Career Highlights: The Caine Mutiny Court Martial, Midnight Express, Rosalie Goes Shopping
First Major Screen Credit: Midnight Express (1978)
Biography
American actor Brad Davis set out for a show-business life after winning a music talent contest in his teens. After studying at the American Academy of Dramatic Arts, Davis worked in a number of New York stage productions. On TV, he was one of many cast members of the 1977 miniseries Roots, in the 1981 TV movie A Rumor of War he played an American soldier in Vietnam, he essayed the title role in 1985's Robert Kennedy and His Times, and played the classic paranoid Lt. Cmdr. Queeg in Robert Altman's 1988 production of The Caine Mutiny Court Martial. In films, Davis' stardom was secured by his intense portrayal of Billy, a young American imprisoned in Turkey for drug charges in Midnight Express (1978); he also shone in a brief but memorable appearance in Chariots of Fire (1981), and in the lead of Querelle (1983), Rainer Werner Fassbinder's adaptation of a once-censorable Jean Genet novel. Davis died of AIDS at the age of 42. ~ Hal Erickson, All Movie Guide
Born Robert Creel Davis in Tallahassee, Florida to Eugene Davis, a dentist whose career declined due to alcoholism, and his wife, Anne Creel. His brother Gene is also an actor. According to an article in The New York Times published in 1987, Davis suffered physical abuse and sexual abuse at the hands of both parents. As an adult, he was an alcoholic and an intravenous drug user before becoming sober in 1981.[1] Davis was known as "Bobby" during his youth, but took Brad as his stage name in 1973.[1]
Davis was married to Susan Bluestein, who later became an Emmy Award-winning casting director. They had one child, Alexandra.[1]

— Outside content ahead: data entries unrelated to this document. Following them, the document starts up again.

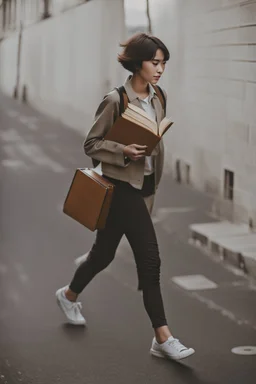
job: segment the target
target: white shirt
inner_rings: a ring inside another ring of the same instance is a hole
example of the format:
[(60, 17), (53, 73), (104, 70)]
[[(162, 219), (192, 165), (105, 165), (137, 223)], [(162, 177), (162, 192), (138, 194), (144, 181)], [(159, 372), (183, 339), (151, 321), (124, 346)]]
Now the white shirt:
[[(149, 87), (150, 93), (145, 99), (140, 99), (141, 106), (144, 109), (145, 112), (150, 116), (151, 119), (156, 120), (156, 111), (153, 108), (152, 105), (152, 97), (153, 97), (153, 92), (152, 89)], [(153, 163), (153, 158), (152, 156), (146, 156), (145, 157), (145, 169), (144, 169), (144, 175), (151, 175), (154, 173), (154, 163)]]

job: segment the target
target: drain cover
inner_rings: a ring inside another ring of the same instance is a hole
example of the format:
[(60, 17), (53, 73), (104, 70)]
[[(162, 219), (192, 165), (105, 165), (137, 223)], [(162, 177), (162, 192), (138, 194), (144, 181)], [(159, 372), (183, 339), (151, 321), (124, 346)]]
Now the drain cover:
[(232, 348), (231, 352), (236, 355), (256, 355), (256, 347), (252, 346), (244, 346), (244, 347), (236, 347)]

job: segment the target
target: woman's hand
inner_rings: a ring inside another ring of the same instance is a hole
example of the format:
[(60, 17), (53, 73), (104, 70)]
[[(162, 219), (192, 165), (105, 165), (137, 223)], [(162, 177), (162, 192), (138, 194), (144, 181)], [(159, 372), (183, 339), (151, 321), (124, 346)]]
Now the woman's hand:
[(130, 144), (124, 148), (124, 155), (132, 161), (137, 161), (146, 156), (146, 145)]

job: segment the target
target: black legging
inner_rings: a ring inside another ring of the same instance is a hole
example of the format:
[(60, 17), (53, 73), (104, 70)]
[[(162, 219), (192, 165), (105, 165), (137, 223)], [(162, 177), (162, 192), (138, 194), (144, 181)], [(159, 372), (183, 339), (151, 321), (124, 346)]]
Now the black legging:
[(92, 278), (111, 263), (125, 235), (134, 253), (145, 309), (153, 328), (158, 328), (167, 325), (167, 322), (160, 290), (161, 262), (153, 223), (140, 191), (125, 182), (115, 184), (106, 227), (97, 232), (89, 256), (76, 270), (70, 289), (81, 293)]

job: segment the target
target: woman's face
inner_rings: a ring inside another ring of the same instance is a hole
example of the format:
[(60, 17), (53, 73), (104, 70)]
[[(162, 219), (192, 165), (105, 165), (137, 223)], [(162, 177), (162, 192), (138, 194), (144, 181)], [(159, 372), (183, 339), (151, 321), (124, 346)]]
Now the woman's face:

Diagnosed with AIDS in 1985, Davis kept his condition secret until shortly before his death. Although the announcement said he died of AIDS in 1991 in Los Angeles, he actually died of an intentional drug overdose. Near death and in severe pain in a hospital, he opted to return home and end his life on his own terms. With his wife and a family friend present, he committed assisted suicide.[2] Susan Bluestein Davis continues to campaign to combat AIDS.
Davis was referred to as "the first heterosexual actor to die of AIDS," although he reportedly was bisexual, a claim disputed by his wife in her book.[3] When asked if he considered himself bisexual, he replied "didn't someone once say everyone's bisexual, deep down?".[4]